One-pass algorithms for large and shifting data sets
University of Southampton, School of Electronics and Computer Science,
For many problem domains, practitioners are faced with the problem of ever-increasing amounts of data. Examples include the UniProt database of proteins which now contains ~6 million sequences, and the KDD ’99 data which consists of ~5 million points. At these scales, the state-of-the-art machine learning techniques are not applicable since the multiple passes they require through the data are prohibitively expensive, and a need for different approaches arises. Another issue arising in real-world tasks, which is only recently becoming a topic of interest in the machine learning community, is distribution shift, which occurs naturally in many problem domains such as intrusion detection and EEG signal mapping in the Brain-Computer Interface domain. This means that the i.i.d. assumption between the training and test data does not hold, causing classifiers to perform poorly on the unseen test set.

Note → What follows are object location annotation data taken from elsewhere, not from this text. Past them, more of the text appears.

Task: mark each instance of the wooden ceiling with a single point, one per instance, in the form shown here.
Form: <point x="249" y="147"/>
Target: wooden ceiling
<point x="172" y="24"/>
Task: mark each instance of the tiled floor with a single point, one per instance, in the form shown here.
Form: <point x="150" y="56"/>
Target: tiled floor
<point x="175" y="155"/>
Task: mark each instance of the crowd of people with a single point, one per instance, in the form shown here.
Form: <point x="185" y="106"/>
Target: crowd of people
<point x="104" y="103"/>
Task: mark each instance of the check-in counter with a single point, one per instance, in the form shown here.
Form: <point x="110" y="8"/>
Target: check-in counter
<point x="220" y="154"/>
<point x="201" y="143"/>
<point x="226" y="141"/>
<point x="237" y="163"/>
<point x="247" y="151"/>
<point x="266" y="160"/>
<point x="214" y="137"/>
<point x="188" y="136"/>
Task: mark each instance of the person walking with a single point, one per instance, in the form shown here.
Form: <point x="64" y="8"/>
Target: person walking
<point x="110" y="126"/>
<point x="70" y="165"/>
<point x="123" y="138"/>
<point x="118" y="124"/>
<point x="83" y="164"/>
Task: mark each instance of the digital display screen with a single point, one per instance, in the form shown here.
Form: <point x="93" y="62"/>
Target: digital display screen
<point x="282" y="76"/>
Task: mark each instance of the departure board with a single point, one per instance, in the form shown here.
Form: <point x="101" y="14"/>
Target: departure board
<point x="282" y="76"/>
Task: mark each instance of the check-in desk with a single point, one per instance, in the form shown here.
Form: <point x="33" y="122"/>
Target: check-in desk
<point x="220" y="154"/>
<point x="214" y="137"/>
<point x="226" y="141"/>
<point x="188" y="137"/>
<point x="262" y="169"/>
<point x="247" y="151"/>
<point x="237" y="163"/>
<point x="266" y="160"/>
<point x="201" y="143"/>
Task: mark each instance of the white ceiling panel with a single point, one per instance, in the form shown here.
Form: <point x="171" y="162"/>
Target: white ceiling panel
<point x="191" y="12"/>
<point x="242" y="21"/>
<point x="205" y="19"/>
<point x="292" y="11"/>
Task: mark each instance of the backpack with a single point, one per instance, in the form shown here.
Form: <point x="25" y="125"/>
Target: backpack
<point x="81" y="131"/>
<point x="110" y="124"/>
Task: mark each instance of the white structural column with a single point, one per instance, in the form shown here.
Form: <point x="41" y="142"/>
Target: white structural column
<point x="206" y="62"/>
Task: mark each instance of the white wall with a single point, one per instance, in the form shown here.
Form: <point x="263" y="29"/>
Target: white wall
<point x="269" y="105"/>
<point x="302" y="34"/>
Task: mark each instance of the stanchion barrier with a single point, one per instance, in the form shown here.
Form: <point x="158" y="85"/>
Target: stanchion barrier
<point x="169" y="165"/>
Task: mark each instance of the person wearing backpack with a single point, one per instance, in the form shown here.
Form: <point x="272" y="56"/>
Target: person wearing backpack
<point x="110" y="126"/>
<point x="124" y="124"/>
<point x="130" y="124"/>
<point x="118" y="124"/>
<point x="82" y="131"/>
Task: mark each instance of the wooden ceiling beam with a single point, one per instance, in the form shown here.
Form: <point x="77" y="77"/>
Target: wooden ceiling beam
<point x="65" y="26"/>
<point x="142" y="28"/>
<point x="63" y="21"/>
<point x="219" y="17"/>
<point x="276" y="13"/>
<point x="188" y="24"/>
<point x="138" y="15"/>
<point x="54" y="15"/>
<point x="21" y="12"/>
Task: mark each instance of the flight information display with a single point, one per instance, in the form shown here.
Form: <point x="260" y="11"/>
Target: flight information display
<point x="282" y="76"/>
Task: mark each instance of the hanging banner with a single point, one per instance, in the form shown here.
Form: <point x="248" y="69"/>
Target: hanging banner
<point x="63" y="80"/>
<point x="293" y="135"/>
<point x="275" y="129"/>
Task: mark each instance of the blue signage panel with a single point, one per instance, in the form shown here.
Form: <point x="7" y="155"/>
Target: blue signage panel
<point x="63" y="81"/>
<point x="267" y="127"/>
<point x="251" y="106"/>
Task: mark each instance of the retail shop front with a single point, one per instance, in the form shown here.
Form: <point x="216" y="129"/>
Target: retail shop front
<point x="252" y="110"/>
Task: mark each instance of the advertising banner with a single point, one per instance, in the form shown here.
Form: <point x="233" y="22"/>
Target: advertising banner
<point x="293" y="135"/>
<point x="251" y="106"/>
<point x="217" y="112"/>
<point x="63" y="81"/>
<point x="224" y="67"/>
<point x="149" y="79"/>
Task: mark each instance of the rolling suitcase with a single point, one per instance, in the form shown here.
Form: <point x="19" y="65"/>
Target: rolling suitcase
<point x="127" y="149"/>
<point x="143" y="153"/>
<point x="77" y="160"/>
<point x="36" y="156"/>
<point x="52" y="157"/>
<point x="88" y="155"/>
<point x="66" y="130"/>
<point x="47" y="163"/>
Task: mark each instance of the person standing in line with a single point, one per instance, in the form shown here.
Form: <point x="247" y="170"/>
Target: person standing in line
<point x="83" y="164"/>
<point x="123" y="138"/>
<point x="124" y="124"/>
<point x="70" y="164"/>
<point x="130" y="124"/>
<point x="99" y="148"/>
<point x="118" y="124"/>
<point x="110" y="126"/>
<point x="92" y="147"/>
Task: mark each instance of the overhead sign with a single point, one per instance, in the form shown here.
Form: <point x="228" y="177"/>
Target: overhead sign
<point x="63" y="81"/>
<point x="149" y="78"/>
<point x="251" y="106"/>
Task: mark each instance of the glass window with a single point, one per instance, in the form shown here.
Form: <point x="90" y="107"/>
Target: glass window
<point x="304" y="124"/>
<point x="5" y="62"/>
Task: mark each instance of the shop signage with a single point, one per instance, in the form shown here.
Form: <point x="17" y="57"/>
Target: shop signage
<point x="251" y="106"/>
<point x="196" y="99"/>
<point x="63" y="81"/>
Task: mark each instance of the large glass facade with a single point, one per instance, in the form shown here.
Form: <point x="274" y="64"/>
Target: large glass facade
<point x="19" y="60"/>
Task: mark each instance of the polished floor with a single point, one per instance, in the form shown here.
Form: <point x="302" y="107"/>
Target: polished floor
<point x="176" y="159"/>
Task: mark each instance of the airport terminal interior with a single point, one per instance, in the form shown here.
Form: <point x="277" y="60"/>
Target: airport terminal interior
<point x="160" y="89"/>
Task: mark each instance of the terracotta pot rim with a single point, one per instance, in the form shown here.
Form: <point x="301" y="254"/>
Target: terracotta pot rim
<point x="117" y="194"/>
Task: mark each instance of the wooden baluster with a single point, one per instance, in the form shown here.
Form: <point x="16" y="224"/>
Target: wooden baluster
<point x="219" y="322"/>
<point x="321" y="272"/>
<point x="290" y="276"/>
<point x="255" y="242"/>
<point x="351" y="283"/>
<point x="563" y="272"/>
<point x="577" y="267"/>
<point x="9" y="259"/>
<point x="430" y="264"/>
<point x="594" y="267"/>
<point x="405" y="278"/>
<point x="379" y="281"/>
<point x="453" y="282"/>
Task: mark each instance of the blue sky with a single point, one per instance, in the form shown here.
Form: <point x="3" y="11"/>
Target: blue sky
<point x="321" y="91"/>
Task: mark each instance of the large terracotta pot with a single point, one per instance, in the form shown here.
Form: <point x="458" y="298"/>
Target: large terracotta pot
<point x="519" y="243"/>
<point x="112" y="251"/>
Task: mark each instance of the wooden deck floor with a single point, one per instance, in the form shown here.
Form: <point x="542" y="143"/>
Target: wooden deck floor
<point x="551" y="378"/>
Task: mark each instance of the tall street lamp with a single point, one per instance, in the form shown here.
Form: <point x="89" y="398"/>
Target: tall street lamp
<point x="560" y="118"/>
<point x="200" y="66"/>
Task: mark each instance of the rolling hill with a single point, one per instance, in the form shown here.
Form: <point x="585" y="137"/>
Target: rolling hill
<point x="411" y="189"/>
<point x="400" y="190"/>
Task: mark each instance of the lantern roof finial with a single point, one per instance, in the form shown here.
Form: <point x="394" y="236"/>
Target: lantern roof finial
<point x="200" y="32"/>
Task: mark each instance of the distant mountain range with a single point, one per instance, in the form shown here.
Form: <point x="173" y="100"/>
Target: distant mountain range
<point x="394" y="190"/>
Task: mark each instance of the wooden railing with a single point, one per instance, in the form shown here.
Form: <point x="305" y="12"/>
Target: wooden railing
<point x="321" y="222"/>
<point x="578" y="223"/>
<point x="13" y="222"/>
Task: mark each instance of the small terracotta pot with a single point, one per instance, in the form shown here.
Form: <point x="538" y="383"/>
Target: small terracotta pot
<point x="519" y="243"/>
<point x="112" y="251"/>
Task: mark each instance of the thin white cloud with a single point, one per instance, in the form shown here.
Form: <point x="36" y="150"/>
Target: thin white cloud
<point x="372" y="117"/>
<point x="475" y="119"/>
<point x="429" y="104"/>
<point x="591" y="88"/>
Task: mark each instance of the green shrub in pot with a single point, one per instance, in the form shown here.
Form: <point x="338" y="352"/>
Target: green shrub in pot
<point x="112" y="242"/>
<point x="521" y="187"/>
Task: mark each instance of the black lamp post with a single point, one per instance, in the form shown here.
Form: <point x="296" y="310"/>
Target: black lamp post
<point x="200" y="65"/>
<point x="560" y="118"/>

We first present a novel, hierarchical, one-pass clustering technique that is capable of handling very large data. Our experiments show that the quality of the clusters generated by our method does not degrade, while making vast computational savings compared to algorithms that require multiple passes through the data. We then propose Voted Spheres, a novel, non-linear, one-pass, multi-class classification technique capable of handling millions of points in minutes. Our empirical study shows that it achieves state-of-the-art performance on real world data sets, in a fraction of the time required by other methods. We then adapt the VS to deal with covariate shift between the training and test phases using two different techniques: an importance weighting scheme and kernel mean matching. Our results on a toy problem and the real-world KDD ’99 data show an increase in performance to our VS framework. Our final contribution involves applying the one-pass VS algorithm, along with the adapted counterpart (for covariate shift), to the Brain-Computer Interface domain, in which linear batch algorithms are generally used. Our VS-based methods outperform the SVM, and perform very competitively with the submissions of a recent BCI competition, which further shows the robustness of our proposed techniques to different problem domains.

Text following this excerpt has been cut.